The pedogenesis response to increasing dust flux along the dust gradient is characterised by
enhanced podsolisation as a result of upbuilding pedogenesis, which constantly resupplies
the acidic topsoil with weatherable materials and forms upwardly growing illuvial horizons. As
a result, pedogenic oxides and soil organic carbon increase with dust flux. Chemically, all
dust-affected soils along the gradient follow a strongly progressive pedogenesis vector
(Spodosols).

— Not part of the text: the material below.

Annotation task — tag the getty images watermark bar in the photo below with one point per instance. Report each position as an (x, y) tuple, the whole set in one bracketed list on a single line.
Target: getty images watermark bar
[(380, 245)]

Soil morphology, however, indicates regressive pedogenesis under the
maximal dust flux rate where an Inceptisol has formed, indicating that soils can contain
characteristics of both pedogenesis pathways, progressive and regressive, depending on the
chosen soil property.
As a result of burial by dust increments, the original, unweathered and nutrient-rich parent
material becomes increasingly decoupled from the soil processes. This causes a decline of
primary, apatite P (~50 to 3 g m⁻² 50 cm⁻¹) as the majority of mineral, dust-derived P is rapidly
assimilated by the biota after deposition on the biologically and chemically most active
topsoil. This is ultimately returned to the soil as organic P and then stored in the upper, most
reactive and leached part of the soil, which raises the P content in these increments when
compared to dust-free Spodosols (95 vs. 60 g m⁻² 30 cm⁻¹). The increase of ecosystem
fertility in correlation with these processes is reflected by an increase of fertility-demanding
species with dust flux, which is, however, not capable of maintaining vegetation suites
characteristic of earlier stages of dust-free succession. Also, foliar P responds positively to the dust flux by an increase of up to 100% under the highest flux rate. When compared to the
chronosequence, this concentration is equivalent to those of a ~90% younger
chronosequence surface.
The rejuvenation process by dust deposition is fundamentally different to nutrient accession
by subsoil advection in dust-free soils and more effective, as dust is added directly to the part
of the soil with the highest nutrient demand. The increase of a more stable, yet plantaccessible
organic P pool may have significance in maintaining a higher long-term fertility
after dust deposition has ceased. Dust significantly rejuvenates and fertilises soils and
ecosystems in the study area but does not act equivalent to a backwards arrow in time. It instead induces characteristic accession processes and soil and ecosystem properties.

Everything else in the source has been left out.